Without Vic, the Australian iNaturalist moth community would never have reached its current lofty heights; no-one has done more for Australian moths on the platform. While his 137,261 identifications of Australian moths is incredible in its own right, this statistic becomes more amazing when you realise the second most prolific identifier has made 25,142 identifications, more than 100,000 below Vic. These identifications have been made for almost 5,000 users, representing a tremendous teaching effort and transfer of knowledge. Whether it’s micromoths just a few millimetres in length, majestic emperor moths, or the thousands of obscure brown ones in between, Vic’s knowledge is unparalleled. Indeed, the nature of moths truly highlights the breadth and depth of Vic’s expertise. In taxa such as birds or butterflies, it is typically easier to gain the knowledge to identify many species. In a hugely diverse group like moths, where thousands of species are fairly uncharismatic and look quite similar to each other, it’s much tougher to build the expertise to be able to confidently identify taxa from more than a handful of families or tribes, but Vic has managed to do exactly that.

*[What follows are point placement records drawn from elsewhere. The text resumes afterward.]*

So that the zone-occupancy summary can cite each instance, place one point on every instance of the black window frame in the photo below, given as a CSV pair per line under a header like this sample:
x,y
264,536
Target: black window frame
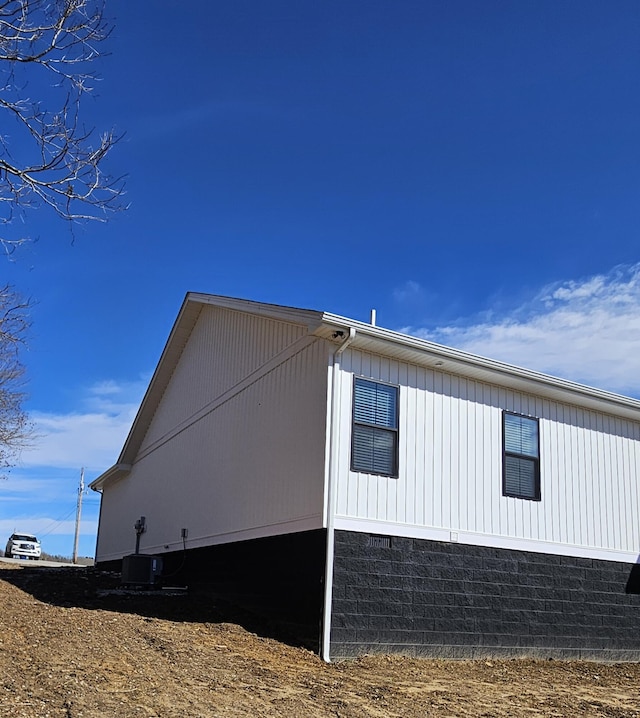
x,y
393,431
535,460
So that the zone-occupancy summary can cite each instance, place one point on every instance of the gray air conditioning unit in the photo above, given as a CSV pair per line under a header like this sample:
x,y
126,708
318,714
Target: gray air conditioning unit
x,y
141,569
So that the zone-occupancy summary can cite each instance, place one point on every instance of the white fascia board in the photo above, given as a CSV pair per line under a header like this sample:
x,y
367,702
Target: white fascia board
x,y
119,471
306,317
447,359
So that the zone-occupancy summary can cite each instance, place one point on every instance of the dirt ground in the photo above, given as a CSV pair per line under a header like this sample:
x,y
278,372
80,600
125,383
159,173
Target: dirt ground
x,y
72,647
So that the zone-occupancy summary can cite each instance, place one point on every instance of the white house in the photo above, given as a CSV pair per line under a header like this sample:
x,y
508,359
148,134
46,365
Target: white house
x,y
395,494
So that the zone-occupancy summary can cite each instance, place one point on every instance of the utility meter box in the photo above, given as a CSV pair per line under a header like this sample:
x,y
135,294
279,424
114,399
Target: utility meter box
x,y
141,569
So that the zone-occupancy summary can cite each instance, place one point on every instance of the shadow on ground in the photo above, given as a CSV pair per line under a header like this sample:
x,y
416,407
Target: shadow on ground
x,y
92,589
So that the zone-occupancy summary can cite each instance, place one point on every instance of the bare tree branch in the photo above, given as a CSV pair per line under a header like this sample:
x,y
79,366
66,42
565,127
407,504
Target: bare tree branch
x,y
15,429
48,158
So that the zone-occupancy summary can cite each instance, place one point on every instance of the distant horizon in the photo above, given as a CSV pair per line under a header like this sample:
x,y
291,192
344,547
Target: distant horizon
x,y
469,170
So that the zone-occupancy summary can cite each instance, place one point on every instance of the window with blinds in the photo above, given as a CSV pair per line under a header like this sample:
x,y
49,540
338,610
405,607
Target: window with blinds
x,y
374,443
521,457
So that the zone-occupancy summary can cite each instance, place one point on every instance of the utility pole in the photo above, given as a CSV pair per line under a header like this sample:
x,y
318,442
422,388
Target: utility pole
x,y
78,515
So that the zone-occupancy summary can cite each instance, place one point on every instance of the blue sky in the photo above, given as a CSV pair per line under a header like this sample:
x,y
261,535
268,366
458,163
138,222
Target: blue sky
x,y
471,170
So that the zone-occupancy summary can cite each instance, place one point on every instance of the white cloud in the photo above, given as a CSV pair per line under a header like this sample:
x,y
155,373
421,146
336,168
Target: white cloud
x,y
587,331
92,437
410,291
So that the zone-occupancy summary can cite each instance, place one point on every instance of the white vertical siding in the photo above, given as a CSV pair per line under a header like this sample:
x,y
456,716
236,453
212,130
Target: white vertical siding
x,y
251,465
450,443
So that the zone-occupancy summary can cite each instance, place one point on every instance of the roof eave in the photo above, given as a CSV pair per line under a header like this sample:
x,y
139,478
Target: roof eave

But Vic is not just the go-to identifier for Australian moths; he’s also a tremendously prolific observer. He currently sits second on the all-time iNaturalist observers list of Australian moths, with 26,384 observations across 1,290 species. For any regular iNaturalist users, Vic’s observations are instantly recognisable: high quality photographs showing his trademark large mesh moth netting, most of them from around his home in the Manning Valley. Many of the moths photographed and uploaded by Vic represent the only photographs of those species on iNaturalist.
Vic has also written 27 journal posts on iNaturalist covering a broad range of invaluable topics, including taxonomic disputes and discrepancies, ecology, misidentifications, and BOLD. All of them are well worth reading.
Some of Vic’s most valuable contributions are less tangible with respect to his personal stats. One of these is his tremendous generosity with his time and his endless patience. I have lost track of the number of times that I have tagged Vic to look at my moth observations, so I can only imagine the number of times he gets tagged by every other user as well. And for each and every tag, Vic always responds, either with an identification or a thoughtful comment pointing me in the right direction. The second is the great number of taxonomic discrepancies and pervasive misidentifications that he’s resolved. On countless occasions, Vic has uncovered a species which has been misidentified en masse across iNaturalist, determined the correct identification, and then passed on this knowledge to other users. These corrections are crucial for improving the quality of data on iNaturalist (and by extension, the ALA and GBIF, into which these data flow). The third is the huge impact Vic’s identifications (and observations) have had on iNaturalist’s Computer Vision. A few years ago, uploading an Australian moth and trying to use the CV to suggest a species was a dead end unless you had observed something very common (think Scopula rubraria) or highly distinct (think Cosmodes elegans). Now, there are ~700 Australian moth species that can be offered as suggestions by the CV!
Across all taxa, Vic sits 2nd on the list of all time identifiers for Australia, 6th for all time observers in Australia, and indeed has the 56th most identifications out of any iNaturalist user anywhere in the world (out of almost 250,000), having made an incredible 203,098 identifications. Vic is one of the most important, prolific and recognisable contributors to iNaturalist, having been part of the platform for more than eight years. Here’s to Vic.
I’ve only met him at mothing events, but his passion was obvious. I remember his truck getting filled with midges as he was testing out a new lighting setup. He will be missed!